Sunday, February 08, 2009

A Word About The Future

Lately, I’ve been downloading some classic science fiction from Audible. I finished “The Robots of Dawn,” by Isaac Asimov and am more than half way through “Player Piano,” by Kurt Vonnegut. Both stories were written in the mid-twentieth century and set in the future. Vonnegut’s is in a near future that could be now, and Asimov’s is in a far flung future in which humans have colonized multiple planets and built “humaniform” robots who can do much of the hardest work and are kept in check by the three laws of robotics.

Asimov predicts a world with interstellar flight, advanced robots, and sexual morays vastly different from those of mid-twentieth century earth. Vonnegut predicts a much closer world in which efficient machines have taken over most human jobs, so that only the very intelligent are employed as engineers and managers, only a tiny proportion of the population has the chance to go to college, and even secretaries and barbers need a PhD to be qualified for their jobs. Everyone else must join the army or work on a road crew and settle for government pay.

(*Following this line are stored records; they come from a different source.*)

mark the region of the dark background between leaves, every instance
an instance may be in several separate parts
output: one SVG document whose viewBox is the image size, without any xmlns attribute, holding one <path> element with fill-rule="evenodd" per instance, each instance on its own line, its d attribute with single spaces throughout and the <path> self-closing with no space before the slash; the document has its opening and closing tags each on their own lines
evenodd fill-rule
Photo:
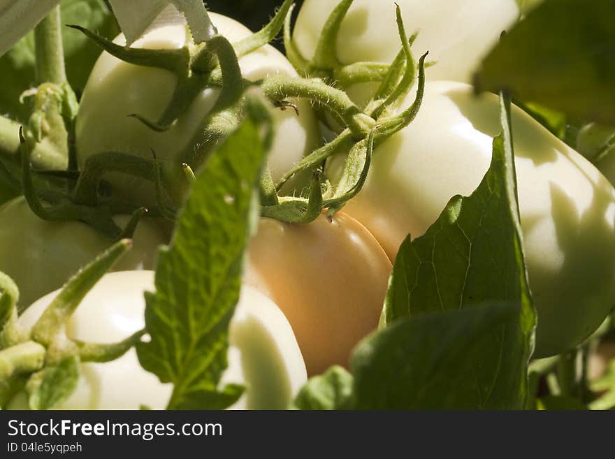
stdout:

The thing that amazes/annoys me is that neither one of them, in all their intelligence and imaginative capacity, conceived of a future world in which women could fill roles beyond wife/lover, secretary, or homemaker. There are no women taking significant roles in the work force or in the course of history in either novel. Are the 1950’s really so far away? Both these men were very intelligent, but boy did they get it wrong about human potential. I mean, I don’t have a single robot to my name, but I’ve had a significant job since finishing college. My family relies on my income just as much as my husband’s. In fact, I’ve been gainfully employed in my field since before finishing high school. I also have a high (erroneously labeled as “genius level”) IQ and a physics degree, both of which would have placed me in a desirable position in the world of either book. But no, women figure in both books as objects of attraction for the main characters, secretaries, or wives whose sole function seems to be party attendance and social climbing. In Player Piano, most housework is finished in seconds by automated machines, but still the women do not work. Yes, most of the populous is underemployed in this story, but the men are still sent out to do something.

I’m hoping that both authors changed their minds over the course of the next fifty years. Both lived long lives but are now dead, so I’ll have to take this up with them in the after life. (Both were secular humanists, so I’m not sure we’ll actually be able to contact each other in the after life. Maybe there are day passes to other eternities?) I won’t stop reading their books, but I sure do find science fiction stories written by women to be a relief after this stuff!

1 comment:

Anonymous said...

CatBar said...
(have to go as 'anonymous' as can't get that Google thingy to ever work for me!)

Well, I feel sure Isaac Asimov, whilst being mega-brainy, was cerebral rather than hands-on, and generally pretty nerdy about and around women.

I can well believe the tale that he 'married the first girl who showed any interest in him'.

Having said all this, I like the guy, wish he was still alive, and he did make me fall in love again (with Rs.Daneel and Giskard in his wonderful Robot novels)!

But yes, that 'fifties era can seem pretty dated and even corny sometimes.